Addio a Chahine regista cristiano dell’Egitto libero

Il regista Youssef Chahine è morto ieri a 82 anni. Al suo Chaos, che chiuse la Mostra di Venezia l’anno scorso, la stampa prestò meno attenzione di quella poi data alla conversione di un altro egiziano: Magdi Allam. In effetti Chahine non poteva convertirsi, perché cristiano era di nascita, avvenuta ad Alessandria d’Egitto nel 1926 (il padre era un avvocato siriano). Coerente e dignitoso, studiò cinema negli Stati Uniti, senza dimenticarsi di essere un arabo, come del resto il saggista palestinese d’America, Edward Said, che poi apparve nel suo film L’altro (1999). Chahine non si lasciò dunque lusingare dal collaborazionismo occidentalista. Nazionalista arabo, era quindi sempre stato nemico dell’integralismo islamico.

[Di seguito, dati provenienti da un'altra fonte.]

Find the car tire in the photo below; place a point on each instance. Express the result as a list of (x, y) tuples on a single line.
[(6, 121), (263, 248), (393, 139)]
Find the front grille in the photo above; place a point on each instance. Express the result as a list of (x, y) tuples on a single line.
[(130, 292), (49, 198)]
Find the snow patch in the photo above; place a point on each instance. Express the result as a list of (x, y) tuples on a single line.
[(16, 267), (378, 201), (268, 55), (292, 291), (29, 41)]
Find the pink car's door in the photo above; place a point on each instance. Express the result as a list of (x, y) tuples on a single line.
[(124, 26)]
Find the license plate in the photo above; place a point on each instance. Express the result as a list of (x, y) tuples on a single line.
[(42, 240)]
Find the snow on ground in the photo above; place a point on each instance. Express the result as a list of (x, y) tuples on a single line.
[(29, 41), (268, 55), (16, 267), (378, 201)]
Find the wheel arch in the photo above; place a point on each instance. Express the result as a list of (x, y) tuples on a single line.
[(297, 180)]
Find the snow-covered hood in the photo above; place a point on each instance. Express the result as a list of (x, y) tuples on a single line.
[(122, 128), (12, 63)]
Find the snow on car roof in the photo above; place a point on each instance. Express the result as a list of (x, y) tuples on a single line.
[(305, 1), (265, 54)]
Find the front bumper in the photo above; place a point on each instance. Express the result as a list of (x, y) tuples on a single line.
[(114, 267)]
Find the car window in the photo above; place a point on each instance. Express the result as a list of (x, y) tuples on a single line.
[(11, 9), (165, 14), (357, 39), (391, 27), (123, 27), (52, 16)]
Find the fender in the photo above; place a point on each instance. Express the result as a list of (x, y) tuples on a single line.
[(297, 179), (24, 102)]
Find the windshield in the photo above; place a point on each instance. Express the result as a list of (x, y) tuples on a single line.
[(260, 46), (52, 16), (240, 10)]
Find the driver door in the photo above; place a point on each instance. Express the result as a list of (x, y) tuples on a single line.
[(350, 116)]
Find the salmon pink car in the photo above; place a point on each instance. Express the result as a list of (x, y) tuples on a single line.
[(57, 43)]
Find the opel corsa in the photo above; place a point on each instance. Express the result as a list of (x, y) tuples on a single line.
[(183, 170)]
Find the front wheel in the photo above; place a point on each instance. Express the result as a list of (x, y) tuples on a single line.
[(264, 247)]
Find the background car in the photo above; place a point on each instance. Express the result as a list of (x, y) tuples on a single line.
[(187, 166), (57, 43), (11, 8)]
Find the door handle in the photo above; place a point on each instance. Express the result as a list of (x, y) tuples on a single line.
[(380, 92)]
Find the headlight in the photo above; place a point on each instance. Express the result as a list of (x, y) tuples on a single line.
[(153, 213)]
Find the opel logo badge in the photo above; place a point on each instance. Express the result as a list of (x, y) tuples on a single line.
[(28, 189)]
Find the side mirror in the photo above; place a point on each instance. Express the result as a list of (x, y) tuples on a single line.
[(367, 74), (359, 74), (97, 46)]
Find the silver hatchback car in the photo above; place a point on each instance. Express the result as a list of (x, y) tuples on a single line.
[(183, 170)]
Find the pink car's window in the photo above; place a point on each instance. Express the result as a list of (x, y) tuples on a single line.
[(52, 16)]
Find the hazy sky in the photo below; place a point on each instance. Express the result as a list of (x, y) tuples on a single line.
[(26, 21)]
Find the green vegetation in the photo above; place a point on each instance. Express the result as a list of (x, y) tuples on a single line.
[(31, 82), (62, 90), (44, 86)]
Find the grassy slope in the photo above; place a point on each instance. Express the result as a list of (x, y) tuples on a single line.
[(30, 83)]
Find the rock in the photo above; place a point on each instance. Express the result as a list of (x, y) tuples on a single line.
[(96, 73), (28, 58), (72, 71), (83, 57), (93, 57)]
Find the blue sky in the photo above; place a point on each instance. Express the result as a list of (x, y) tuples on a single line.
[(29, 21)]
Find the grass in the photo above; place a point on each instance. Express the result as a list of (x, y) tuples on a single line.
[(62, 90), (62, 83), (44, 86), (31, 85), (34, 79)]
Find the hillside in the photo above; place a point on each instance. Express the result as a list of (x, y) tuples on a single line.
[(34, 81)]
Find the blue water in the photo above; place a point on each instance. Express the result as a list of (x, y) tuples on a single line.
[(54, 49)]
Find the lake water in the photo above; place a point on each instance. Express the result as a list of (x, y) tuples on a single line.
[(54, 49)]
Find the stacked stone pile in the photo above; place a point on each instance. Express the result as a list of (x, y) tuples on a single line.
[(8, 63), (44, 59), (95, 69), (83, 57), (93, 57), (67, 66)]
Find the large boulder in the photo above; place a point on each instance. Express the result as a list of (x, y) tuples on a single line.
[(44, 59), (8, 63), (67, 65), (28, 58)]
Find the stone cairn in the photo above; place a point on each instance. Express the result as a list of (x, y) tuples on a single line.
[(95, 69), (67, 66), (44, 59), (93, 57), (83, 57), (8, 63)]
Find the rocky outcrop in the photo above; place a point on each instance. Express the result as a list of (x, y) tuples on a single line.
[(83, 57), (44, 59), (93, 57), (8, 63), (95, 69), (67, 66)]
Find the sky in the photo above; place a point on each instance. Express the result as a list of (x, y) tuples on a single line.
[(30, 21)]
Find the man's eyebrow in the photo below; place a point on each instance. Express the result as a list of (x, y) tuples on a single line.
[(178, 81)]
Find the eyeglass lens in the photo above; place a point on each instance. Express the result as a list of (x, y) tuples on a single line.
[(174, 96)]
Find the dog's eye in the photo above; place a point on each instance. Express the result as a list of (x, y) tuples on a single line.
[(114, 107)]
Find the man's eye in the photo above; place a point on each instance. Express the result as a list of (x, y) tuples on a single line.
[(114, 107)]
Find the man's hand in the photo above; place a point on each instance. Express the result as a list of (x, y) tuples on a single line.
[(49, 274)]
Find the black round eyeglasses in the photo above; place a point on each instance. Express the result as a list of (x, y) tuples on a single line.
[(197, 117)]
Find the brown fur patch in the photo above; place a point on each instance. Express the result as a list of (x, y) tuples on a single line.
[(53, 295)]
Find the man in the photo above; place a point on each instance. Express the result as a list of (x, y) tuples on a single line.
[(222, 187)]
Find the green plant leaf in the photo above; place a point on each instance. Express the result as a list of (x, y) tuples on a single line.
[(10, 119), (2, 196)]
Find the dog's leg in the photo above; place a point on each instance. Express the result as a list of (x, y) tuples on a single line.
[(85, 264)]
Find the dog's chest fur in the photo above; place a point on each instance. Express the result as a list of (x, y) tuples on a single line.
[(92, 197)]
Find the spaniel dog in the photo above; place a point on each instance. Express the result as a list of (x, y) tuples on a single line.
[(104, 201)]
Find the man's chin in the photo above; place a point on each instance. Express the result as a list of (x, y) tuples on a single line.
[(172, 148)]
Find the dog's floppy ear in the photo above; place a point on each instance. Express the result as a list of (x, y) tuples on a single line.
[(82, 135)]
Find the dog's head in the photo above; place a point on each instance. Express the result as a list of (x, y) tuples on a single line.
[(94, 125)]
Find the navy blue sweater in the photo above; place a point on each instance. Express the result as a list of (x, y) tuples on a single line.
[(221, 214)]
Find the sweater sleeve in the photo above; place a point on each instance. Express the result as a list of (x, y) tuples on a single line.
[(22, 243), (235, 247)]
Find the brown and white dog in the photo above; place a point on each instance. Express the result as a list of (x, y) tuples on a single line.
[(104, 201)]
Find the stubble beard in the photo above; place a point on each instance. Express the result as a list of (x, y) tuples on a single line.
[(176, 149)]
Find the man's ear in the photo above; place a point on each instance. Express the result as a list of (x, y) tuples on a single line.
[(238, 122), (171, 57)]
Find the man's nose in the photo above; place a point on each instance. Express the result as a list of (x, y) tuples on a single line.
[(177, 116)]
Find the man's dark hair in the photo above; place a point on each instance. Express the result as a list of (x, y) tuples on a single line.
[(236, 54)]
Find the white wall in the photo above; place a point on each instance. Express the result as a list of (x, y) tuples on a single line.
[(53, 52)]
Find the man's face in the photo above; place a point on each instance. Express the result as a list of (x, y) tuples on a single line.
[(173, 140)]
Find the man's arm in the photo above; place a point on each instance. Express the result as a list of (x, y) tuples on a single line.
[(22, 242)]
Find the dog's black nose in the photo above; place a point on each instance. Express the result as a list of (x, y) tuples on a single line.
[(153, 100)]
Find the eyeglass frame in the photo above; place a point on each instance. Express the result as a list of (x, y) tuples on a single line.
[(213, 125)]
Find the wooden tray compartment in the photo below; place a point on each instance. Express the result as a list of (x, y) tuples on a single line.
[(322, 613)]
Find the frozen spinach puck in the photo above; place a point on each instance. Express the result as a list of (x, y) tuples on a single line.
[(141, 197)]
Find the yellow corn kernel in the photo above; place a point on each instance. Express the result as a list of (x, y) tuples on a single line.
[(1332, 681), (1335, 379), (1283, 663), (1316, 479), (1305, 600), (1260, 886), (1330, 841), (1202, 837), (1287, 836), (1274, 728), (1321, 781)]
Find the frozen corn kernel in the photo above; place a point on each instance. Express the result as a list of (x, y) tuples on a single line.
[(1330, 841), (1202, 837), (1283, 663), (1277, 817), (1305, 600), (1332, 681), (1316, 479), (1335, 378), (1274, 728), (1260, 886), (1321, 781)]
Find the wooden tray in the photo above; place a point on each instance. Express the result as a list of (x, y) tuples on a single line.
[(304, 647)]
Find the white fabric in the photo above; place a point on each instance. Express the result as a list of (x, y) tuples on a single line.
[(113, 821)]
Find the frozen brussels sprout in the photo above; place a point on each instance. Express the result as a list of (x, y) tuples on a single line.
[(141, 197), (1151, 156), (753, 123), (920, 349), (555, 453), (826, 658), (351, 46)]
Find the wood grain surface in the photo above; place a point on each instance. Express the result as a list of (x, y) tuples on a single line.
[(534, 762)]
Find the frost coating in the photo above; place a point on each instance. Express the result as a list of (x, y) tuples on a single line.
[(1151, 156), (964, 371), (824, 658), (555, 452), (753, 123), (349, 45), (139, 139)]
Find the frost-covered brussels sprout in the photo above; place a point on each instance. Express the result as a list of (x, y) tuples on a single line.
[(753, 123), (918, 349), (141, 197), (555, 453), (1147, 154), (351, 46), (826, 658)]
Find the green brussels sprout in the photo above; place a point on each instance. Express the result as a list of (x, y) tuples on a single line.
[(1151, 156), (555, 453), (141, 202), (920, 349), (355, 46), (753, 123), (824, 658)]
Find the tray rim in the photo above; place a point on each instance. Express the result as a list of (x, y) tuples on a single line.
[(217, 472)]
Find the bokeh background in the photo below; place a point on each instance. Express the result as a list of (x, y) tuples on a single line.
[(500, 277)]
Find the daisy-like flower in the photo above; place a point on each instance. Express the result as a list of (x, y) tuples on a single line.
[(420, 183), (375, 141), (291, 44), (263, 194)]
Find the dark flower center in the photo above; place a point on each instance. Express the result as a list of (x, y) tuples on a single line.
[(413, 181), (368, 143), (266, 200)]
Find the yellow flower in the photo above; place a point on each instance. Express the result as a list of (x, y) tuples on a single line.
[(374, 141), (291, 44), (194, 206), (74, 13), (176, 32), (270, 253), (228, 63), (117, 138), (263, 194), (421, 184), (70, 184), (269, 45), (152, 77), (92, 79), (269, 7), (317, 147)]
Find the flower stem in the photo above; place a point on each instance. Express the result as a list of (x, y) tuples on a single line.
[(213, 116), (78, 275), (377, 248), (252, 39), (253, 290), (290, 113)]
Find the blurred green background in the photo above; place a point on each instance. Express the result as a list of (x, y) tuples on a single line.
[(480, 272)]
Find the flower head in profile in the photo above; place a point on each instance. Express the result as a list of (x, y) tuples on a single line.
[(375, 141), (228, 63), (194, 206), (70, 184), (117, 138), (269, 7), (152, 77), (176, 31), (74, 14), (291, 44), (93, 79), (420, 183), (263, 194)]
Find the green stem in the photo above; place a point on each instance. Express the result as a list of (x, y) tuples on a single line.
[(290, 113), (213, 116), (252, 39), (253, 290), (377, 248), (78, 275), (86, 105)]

Dei cinquanta film di Chahine, i più noti sono Alessandria... Perché? (Orso d'argento al Festival di Berlino, 1978) e Il destino (premio della cinquantesima edizione al Festival di Cannes 1997). Quest’ultimo evoca Averroè, quindi la cultura araba medievale, che aveva salvato da un altro integralismo, quello cattolico, i resti della cultura greco-romana. Delegato generale del Festival di Cannes, Thierry Frémaux commenta così per Il Giornale la scomparsa di Chahine: «Abbiamo perso un gigante. Successo e valore della sua opera provano che il cinema è universale». Ed è stato a Cannes che Chahine aveva avuto maggiori partecipazioni. Fin dal 1956, quando proprio la Francia, al seguito di britannici e israeliani, tentava di invadere l’Egitto, perché diplomazia delle cannoniere e diplomazia dei festival non coincidono sempre. Appassionato di cultura francese, Chahine aveva saputo stare al gioco. E poi lui, che non aveva servili code di paglia, poteva così firmare - in un altro momento di crisi internazionale - uno degli episodi più riusciti di 11 settembre 2001, presentato alla Mostra di Venezia del 2002.
In Chaos - ambientato nel Cairo della trentennale dittatura di Mubarak - c'era uno sguardo libero sulla società egiziana tale che, in confronto, Gomorra di Garrone pare compiacente con la società italiana.

Già il titolo condensava il giudizio sulla sua patria, dove ormai vige il tutti contro tutti. Nessuna speranza? Una, nel ricordo. Nella casa della matura signora perbene - che rispecchia forse un amore del regista o ne è solo l'alter ego - una foto: di Nasser, non di Mubarak.